W elbląskich przedszkolach zabrakło ponad 200 miejsc
fot. Konrad Kosacz/elblag.net
Zakończył się pierwszy etap rekrutacji do elbląskich przedszkoli. Z danych przedstawionych przez magistrat, wynika, że pomimo otwarcia kilku dodatkowych oddziałów przedszkolnych, zabrakło 221 miejsc. To jednak nie oznacza, że jest aż tak źle. Rodzice, których dzieci nie dostały się do wybranych placówek, nadal mają szansę, bowiem, wiele miejsc do września może się jednak zwolnić.

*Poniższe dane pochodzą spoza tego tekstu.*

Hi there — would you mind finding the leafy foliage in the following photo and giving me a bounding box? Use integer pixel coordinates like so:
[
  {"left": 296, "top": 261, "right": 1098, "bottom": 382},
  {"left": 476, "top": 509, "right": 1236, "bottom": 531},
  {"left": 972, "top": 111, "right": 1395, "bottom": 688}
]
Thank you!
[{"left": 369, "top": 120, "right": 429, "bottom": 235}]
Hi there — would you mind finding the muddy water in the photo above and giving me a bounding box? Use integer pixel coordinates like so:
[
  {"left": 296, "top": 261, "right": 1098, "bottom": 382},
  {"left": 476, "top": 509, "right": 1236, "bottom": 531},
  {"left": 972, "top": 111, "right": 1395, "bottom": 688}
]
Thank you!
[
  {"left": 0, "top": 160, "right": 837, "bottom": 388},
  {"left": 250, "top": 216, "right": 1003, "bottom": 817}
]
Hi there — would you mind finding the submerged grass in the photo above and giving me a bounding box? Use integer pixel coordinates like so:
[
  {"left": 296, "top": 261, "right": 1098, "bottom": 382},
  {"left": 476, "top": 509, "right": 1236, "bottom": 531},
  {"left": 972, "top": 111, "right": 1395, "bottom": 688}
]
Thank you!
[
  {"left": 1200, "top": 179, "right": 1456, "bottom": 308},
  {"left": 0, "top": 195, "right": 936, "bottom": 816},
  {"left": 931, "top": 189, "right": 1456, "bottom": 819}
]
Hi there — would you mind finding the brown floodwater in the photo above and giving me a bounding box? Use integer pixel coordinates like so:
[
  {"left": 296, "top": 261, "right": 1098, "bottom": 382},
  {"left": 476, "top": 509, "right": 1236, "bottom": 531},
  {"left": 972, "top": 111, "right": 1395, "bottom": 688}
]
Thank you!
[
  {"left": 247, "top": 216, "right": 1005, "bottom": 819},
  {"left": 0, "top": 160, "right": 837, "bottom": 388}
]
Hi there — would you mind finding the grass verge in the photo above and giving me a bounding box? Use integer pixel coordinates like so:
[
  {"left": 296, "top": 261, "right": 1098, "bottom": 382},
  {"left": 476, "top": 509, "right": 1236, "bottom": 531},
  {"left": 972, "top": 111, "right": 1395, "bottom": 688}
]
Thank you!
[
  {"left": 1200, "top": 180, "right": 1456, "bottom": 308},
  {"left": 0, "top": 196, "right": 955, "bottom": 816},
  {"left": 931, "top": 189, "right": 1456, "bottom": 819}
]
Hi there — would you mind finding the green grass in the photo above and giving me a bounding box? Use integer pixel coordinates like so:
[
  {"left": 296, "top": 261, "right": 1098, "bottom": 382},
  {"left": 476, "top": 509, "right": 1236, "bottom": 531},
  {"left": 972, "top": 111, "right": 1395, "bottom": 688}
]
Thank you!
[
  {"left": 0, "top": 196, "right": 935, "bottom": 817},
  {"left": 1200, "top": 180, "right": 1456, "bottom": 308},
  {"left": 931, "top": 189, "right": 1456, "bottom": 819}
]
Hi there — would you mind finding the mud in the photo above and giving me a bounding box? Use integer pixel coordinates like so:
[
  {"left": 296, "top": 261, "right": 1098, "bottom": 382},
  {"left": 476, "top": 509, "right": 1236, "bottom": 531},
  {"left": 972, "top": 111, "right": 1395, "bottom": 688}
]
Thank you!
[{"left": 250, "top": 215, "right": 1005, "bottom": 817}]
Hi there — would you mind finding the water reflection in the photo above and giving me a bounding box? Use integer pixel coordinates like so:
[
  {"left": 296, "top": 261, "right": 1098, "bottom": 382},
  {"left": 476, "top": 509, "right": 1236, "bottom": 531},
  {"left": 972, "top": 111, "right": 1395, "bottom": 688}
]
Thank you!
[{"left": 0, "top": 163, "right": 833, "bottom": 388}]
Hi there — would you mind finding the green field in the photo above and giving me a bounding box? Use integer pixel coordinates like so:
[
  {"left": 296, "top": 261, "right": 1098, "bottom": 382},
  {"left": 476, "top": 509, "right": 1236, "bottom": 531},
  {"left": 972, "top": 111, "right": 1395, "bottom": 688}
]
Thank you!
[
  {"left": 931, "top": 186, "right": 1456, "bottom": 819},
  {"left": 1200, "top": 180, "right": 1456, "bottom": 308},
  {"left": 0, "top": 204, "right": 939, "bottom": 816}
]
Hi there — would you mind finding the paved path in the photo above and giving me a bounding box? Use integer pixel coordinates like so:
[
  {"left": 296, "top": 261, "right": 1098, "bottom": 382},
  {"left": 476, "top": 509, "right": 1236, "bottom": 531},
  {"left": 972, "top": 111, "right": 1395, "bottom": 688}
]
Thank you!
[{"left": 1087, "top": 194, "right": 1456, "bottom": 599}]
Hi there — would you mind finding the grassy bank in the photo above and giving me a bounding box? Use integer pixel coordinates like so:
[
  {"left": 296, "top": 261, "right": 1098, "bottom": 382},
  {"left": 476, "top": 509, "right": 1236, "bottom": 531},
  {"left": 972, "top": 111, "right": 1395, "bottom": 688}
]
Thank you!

Brak miejsc w przedszkolach to nie nowość. - W tym roku do pierwszej tury naboru przystąpiło aż 818 dzieci w wieku od 2 do 6 lat, z czego zostało przyjętych 542 dzieci : 276 dzieci nieprzyjętych w tym 55 dwulatków. W sumie więc dla objętych ustawą dzieci, zabrakło 221 miejsc – wyjaśnia Łukasz Mierzejewski z Biura Prasowego w Elblągu. Ta liczba jednak cały czas się zmienia, gdyż wielu rodziców obecnie dokonuje ostatecznego wyboru co do przedszkoli, gdzie są nadal wolne miejsca. Do końca maja, rodzice mają obowiązek podpisać ostateczną umowę z przedszkolem do którego wyśle swoje dziecko od września br.
Z racji tego, że wpłynęło wiele wniosków Departament Edukacji uruchomił trzy dodatkowe oddziały: w Przedszkolu nr 23, 18, 10 (rocznik 2010 – 2009) w sumie 65 miejsc. Obecnie 49 miejsc jest jeszcze nie obsadzonych, dodatkowo Przedszkole Nr 31 dysponuje 25 wolnymi miejscami dla dzieci z roczników 2010 – 2007.